¿Cómo enfrentar una geografía adversa?: el rol de los activos públicos y privados
Year | : | 2000 |
---|---|---|
Author/s | : | Javier Escobal, Maximo Torero |
Area/s | : | Poverty and equality, Natural resources, extractive industries and social conflict |
Escobal, J. y Torero, M. (2000). ¿Cómo enfrentar una geografía adversa?: el rol de los activos públicos y privados (Documento de trabajo N° 29). Lima: GRADE.
In Peru, a country with an astonishing ecological diversity, with 84 different climatic zones and landscapes, with tropical rainforests, high mountain ranges and deserts, the geographical context may not be sufficient to explain regional variations in income and welfare, but it is very significant. The most important question this paper seeks to answer is: what role do geographic variables – both natural and anthropogenic – play in explaining differences in per capita expenditure across regions in Peru. How have these influences changed over time, through what means have they been transmitted, and whether access to private and public assets has offset the effects of adverse geography.
We have shown that apparent geographic differences in living standards in Peru can be almost entirely explained when the spatial concentration of households with easily observable non-geographic characteristics, particularly public and private assets, is taken into account. In other words, an adequate endowment of public and private assets overcomes the potentially negative effects of adverse geography.

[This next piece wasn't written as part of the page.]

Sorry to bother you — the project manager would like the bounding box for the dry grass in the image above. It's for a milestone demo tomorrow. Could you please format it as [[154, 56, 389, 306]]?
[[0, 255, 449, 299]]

However, this does not mean that geography is not important, but rather that its influence on the level of spending and differences in growth arises from the uneven arrangement of public infrastructure across space. Moreover, when we measure the expected gain (or loss) in consumption from living in one geographic region (the coast) as opposed to living in another (the highlands) we find that much of the difference in the logarithm of per capita expenditure between the highlands and the coast can be explained by differences in infrastructure resources and private assets. This could indicate that the availability of infrastructure would be limited by geography, so that the most adverse geographic regions have the least access to public infrastructure.
Importantly, there appear to be omissions of non-geographic, spatially correlated variables that need to be accounted for in our spending growth model. Therefore, public policy programs that take into account differences in access to private and public assets and target certain regions may make sense, even if geographic variables do not explain much of the difference in regional growth.